How to prove this property for linear operator $A,B$ : $AB-BA=I\implies A^kB-BA^k=kA^{k-1}\quad k\in \mathbb N$.

Question

$$ AB-BA=I\implies \forall k\in\mathbb Z^{+} \quad A^kB-BA^k=kA^{k-1} $$

note: $A,B$ are some linear operators over $V$ i.e. a linear mapping from $V$ to $V$ or $A:V\to V$

thanks @Mvaldi for pointing out that $AB-BA=I$ can't be satisfied for linear operators on finite-dimensional vector spaces.

---

I want to prove it by induction. But got stuck on the first step.

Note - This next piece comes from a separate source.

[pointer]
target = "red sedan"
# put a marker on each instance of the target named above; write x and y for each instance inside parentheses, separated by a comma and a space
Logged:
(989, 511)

if we have proved that $A^kB-BA^k=kA^{k-1}$, then
$$ A^{k+1}B=A(BA^k+kA^{k-1})=ABA^k+kA^k $$

and $$ B^{k+1}A=(A^kB-kA^{k-1})A=A^kBA-kA^k $$

thanks @Semiclassical for fixing the equation.

what can I do then.

---

perhaps we need to find some matrix equation that is equivalent to $AB-BA=I$..

Answer 1

For a matrix $M$ denote $$D(M) = M B - B M$$ Let's show that $D$ behaves like a derivation, that is $$ D(M\cdot N) = D(M)\cdot N + M \cdot D(N)$$ LHS is $M N B - B M N$, RHS is $(M B- B M)N + M( N B - B N)$, checks OK.

Then let's show that $$D(A^k) = k A^{k-1}$$ by induction on $k$. Just check for $k=1$, and then use $$D(A^{k+1}) = D(A^k \cdot A) = D(A^k) \cdot A + A^k \cdot D(A)$$

Answer 2

Hint: Multiply $A$ from right $+$ Multiply $A$ from left.

Answer 3

thanks @C.F.G for providing hint.

(Induction). Suppose that we have $AB-BA=I$ and $A^kB-BA^k=kA^{k-1}$. Then:

$$ \begin{aligned} A^k(AB-BA)&=A^{k+1}B-A^kBA=A^k\\ (A^kB-BA^k)A&=A^kBA-BA^{k+1}=kA^k\\ \implies &A^{k+1}B+(-A^kBA+A^kBA)-BA^k=(k+1)A^k \end{aligned} $$

Answer 4

Unfortunately, there is NO pair of 2 $n \times n$ matrix A,B such that $AB-BA=I_{n}$. To verify it, we can use property of trace. In other words, tr(AB)=tr(BA) for all square matrix A,B.